Lindsay, on the other hand, was blessed with abundant water power and an early rail link to the lakefront with Port Hope in 1857. It was also centred in the rich commercial agricultural hinterland of South Victoria without any serious competitor, since in Mariposa, Ops and Eldon there was no other significant source of water power; though such places as Little Britain, Cambray, Bolsover and Kirkfield managed to run a remarkable number of small mills on very limited rivers. Omemee with its water power and timber resources had originally been a serious competitor but exhaustion of the forest, competition from Peterborough, and the inability to build railroads because of surrounding swamps eventually slowed its initial growth with the result that by the mid-1870s the newspaper and many of the retailers left for Lindsay. Woodville was another small competitor. But its dependence on steam power and inability to compete with Beaverton led to a similar exodus of its newspaper and businessmen.

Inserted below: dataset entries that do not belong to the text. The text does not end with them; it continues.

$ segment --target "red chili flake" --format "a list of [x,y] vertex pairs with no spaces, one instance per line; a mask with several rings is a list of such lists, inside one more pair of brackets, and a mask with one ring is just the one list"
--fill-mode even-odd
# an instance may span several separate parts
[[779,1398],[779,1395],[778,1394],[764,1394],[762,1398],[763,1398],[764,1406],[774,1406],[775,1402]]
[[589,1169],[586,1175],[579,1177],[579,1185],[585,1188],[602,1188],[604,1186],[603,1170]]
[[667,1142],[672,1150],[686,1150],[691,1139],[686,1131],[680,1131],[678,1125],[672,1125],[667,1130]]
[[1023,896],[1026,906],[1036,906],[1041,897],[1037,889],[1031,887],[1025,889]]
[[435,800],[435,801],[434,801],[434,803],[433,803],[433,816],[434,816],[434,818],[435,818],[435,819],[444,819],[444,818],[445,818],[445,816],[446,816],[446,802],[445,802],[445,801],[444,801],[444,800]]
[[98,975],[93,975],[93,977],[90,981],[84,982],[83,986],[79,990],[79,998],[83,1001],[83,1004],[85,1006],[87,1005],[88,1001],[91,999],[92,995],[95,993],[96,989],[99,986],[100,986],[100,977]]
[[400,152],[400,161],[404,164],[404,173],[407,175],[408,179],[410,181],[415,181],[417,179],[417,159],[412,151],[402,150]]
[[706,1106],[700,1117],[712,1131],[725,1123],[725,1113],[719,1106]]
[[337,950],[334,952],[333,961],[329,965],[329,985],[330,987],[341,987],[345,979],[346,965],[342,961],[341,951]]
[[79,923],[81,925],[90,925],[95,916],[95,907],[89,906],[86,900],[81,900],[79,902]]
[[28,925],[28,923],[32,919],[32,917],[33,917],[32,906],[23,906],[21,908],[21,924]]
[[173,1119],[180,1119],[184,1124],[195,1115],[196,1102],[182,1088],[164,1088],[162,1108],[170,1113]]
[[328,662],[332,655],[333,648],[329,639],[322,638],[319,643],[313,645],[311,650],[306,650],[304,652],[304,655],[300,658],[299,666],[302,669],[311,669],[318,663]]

In the agricultural hinterland numerous small villages and hamlets sprang up often with a small resource of water power. But their essential purpose was to serve as administrative (especially as post offices) and retail centres to service the immediate needs of a mature agricultural economy with blacksmith and harness shops and dry goods stores. These small communities also served as convenient locations for schools, meeting halls and churches. The overall size of these villages and hamlets are usually, as well, good indicators of the prosperity of the surrounding countryside. Thus while in Mariposa there are two large villages close together (Oakwood and Little Britain) and other hamlets such as Manilla, Cresswell, Valentia and Sonya, and in Eldon, villages such as Woodville and Kirkfield, and hamlets like Bolsover, Argyle and Lorneville, in North Emily, Verulam and Somerville, there are only post office hamlets with an occasional school or church such as Fairbairn in Verulam or Baddow in Sommerville.

Abandoned house, unknown location
Abandoned house, unknown location Details
In North Victoria, a slightly different pattern emerged. Though the soils were marginal and the water power scarce, much larger concentrations of population had once existed, first in response to the lumber trade and then to the building of the Trent Canal. Thus such places in Uphill, Victoria Road, Coboconk, Norland and Kinmount were once more populous than at present. If like Coboconk, Norland and Kinmount they are fortunate enough to have found a new economic base in servicing tourism and recreation then they have maintained their integrity, and population, as communities. But, if relatively isolated like Victoria Road or Uphill, then desertion and eventual depression occurs in what were once thriving communities. Having lost their economic base, stores and houses are abandoned and are eventually torn down or boarded up (see Plate ).

These two spatially complementary economies, agriculture in the Southwest and lumbering in the North and East, demonstrated their essential differences in building as well. The farmers’ love for richly decorated brick farmhouses in the South and West contrasts sharply with the more utilitarian frame house of the lumbering villages (though often aesthetically pleasing) and the sumptuous estates and houses of the leading lumber barons (or the rarer railroad speculator); which in terms of opulence outshone the more numerous merchants’ and professionals’ houses in Lindsay and in the surrounding agricultural hamlets and villages. Thus men’s material relationships are expressed aesthetically as well.